With chapters on Homemakers, Femininity, Marriage and Economic and Political activities, Pernoud explores the lives of women for almost a millennium, finding that positive, culturally active elements abound. This is surely a book for Women's Studies courses.
Pernoud had a long, distinguished career as a medieval scholar, with unrestricted access to the National Archives of France (a privilege extended to few), where she worked to develop the Museum of History of France. With two books about Joan of Arc to her credit, and others about Hildegard of Bingen and Blanche of Castile, Pernoud understood that the middle ages were far from unrelieved misery. For many, life was a joy. She held that view to the end. Her final title, "Those Terrible Middle Ages: Debunking the Myths," appeared in English only after her death.
A fascinating book
Author of "Power of a Woman. Memoirs of a turbulent life: Eleanor of Aquitaine"
(Eleanor writes her memoirs)
First of all, Pernoud says a number of women living in the Middle Ages were queens in their own right. She names these rulers--and some better known than others largely owing to the writing of male historians who seemed to have concentrated on queens married to illustrious men. Of course, there was Eleanor of Aquataine--the grandmother of Europe--who was the wife of both a French and an English king (in succession). She went on a Crusade with her French King. Later, she married Henry II and became the mother of Richard I and poor John of the Magna Carta fame. But Eleanor had some pretty well situated daughters also, and Pernoud tells the reader about them. Also, Eleanor's mother-in-law was the famous Matilda, who sparred with her usurper cousin Stephen for the English throne, which she finally secured for her son Henry II. Another, lesser known queen was a Matilda who along with Agnes of Poitou played a major role in the reforms of the church in the 11th Century by siding with the Pope against the Holy Roman Emperor. "Matilda Dei gratia si quid est" -- Matilda by the grace of God if she is anything.
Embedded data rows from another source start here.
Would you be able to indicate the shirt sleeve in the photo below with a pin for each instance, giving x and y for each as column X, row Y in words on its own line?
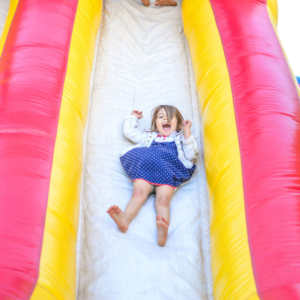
column 131, row 131
column 190, row 147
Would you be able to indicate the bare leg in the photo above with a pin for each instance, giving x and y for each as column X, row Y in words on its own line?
column 146, row 2
column 164, row 194
column 141, row 190
column 165, row 3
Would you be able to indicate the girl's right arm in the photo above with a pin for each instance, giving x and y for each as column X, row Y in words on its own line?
column 131, row 128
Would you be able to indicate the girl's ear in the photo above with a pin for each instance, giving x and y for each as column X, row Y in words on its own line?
column 179, row 126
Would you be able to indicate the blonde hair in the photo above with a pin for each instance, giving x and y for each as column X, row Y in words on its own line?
column 171, row 111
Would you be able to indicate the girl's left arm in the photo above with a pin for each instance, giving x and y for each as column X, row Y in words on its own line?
column 190, row 147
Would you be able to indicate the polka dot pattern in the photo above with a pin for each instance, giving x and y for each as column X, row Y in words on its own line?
column 158, row 164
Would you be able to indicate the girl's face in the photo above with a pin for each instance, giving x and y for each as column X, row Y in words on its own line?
column 163, row 126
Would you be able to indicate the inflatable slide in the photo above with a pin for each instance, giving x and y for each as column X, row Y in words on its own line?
column 70, row 71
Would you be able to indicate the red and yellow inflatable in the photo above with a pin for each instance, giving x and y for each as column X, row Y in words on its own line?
column 250, row 107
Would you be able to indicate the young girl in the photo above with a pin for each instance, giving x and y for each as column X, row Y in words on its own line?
column 160, row 163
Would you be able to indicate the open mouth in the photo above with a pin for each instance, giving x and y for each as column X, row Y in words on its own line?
column 166, row 127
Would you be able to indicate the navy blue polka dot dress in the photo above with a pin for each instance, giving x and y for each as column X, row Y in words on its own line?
column 157, row 164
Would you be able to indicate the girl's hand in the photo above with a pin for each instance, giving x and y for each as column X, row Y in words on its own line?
column 187, row 124
column 138, row 114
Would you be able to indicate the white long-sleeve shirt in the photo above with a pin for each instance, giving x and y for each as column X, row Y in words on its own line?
column 187, row 148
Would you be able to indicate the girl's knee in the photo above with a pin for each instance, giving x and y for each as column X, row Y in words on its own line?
column 162, row 201
column 139, row 194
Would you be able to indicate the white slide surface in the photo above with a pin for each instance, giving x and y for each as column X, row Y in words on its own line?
column 142, row 61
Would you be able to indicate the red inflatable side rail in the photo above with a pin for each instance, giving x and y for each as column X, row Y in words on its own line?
column 32, row 73
column 267, row 111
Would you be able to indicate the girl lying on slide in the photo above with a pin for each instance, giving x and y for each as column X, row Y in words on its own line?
column 161, row 2
column 160, row 163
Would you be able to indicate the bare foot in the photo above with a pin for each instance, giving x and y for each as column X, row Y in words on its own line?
column 162, row 230
column 119, row 217
column 146, row 2
column 165, row 3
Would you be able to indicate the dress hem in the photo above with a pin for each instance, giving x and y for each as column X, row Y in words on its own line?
column 174, row 187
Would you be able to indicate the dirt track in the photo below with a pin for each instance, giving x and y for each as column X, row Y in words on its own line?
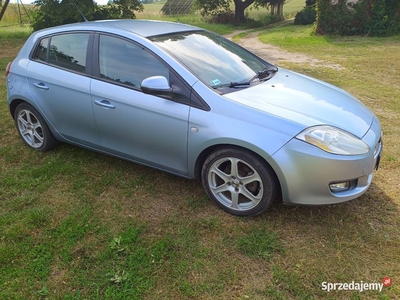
column 276, row 55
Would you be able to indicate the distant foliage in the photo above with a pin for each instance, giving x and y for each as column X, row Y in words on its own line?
column 221, row 9
column 366, row 17
column 58, row 12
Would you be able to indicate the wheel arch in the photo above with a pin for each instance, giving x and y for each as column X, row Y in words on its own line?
column 14, row 104
column 207, row 151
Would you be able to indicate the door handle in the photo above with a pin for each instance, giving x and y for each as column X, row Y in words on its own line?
column 104, row 103
column 41, row 86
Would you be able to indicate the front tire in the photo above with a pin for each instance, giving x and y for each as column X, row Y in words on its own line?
column 239, row 182
column 33, row 129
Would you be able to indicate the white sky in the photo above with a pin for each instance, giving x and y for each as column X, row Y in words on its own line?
column 30, row 1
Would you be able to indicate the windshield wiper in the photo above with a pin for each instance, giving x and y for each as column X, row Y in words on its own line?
column 261, row 75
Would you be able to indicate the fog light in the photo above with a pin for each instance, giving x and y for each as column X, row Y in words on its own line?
column 339, row 186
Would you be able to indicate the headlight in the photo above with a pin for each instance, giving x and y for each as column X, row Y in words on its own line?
column 333, row 140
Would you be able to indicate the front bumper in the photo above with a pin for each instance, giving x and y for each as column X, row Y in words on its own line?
column 306, row 172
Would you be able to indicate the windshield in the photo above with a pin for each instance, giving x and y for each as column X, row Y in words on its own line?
column 213, row 59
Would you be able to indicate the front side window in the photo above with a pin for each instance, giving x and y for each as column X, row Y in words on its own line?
column 126, row 63
column 65, row 50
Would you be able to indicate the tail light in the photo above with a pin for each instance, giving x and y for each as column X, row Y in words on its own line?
column 8, row 68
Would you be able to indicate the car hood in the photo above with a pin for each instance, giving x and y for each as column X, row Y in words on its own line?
column 307, row 101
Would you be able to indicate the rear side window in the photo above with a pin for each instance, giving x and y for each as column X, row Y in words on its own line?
column 67, row 51
column 126, row 63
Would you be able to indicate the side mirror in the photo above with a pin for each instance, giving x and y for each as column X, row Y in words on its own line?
column 156, row 85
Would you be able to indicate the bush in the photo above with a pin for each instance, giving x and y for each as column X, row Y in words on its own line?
column 306, row 16
column 366, row 17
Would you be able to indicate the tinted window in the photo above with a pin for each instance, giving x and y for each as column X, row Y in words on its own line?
column 68, row 51
column 41, row 50
column 127, row 63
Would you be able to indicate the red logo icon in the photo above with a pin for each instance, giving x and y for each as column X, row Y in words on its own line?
column 387, row 281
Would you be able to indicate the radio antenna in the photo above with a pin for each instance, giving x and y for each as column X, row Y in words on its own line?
column 83, row 16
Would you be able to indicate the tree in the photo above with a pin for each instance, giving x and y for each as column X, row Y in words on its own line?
column 57, row 12
column 127, row 8
column 216, row 7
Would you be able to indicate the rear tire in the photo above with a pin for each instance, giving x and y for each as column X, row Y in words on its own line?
column 239, row 182
column 33, row 129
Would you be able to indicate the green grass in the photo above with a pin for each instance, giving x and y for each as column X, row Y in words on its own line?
column 75, row 224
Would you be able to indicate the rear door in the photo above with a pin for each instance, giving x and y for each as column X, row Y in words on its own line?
column 59, row 81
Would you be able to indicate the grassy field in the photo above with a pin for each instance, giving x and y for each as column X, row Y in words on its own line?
column 75, row 224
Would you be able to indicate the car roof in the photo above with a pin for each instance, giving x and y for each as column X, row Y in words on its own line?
column 145, row 28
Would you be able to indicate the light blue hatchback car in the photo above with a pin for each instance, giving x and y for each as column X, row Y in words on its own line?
column 190, row 102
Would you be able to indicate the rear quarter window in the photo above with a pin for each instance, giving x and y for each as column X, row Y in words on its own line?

Hildegard von Bingen has become known in our age because of her beautiful music, and of course many other women were powerful Abbesses in their own right--or Saints like Joan of Arc. I found interesting Pernoud's assertion that the Celtic and Germanic tribes welcomed Christianity because it reinforced their notions of equality of the sexes and the hearth and home as the center of life. So, not only were women queens of countries and lords of fiefdoms, they were "queens" of households. Pernoud points out what any archeologist will tell you--family wealth is centered in the hearth and home--combs, copper pots, and gold crosses.
And Charing Cross? That's named for Eleanor of Castile, granddaughter of Eleanor of Aquataine. When she died, her husband had a gold cross mounted everywhere they had lived. One site can be found at the Charing Cross station in London. Charing Cross is a corruption of "Chere reine" -- beloved queen.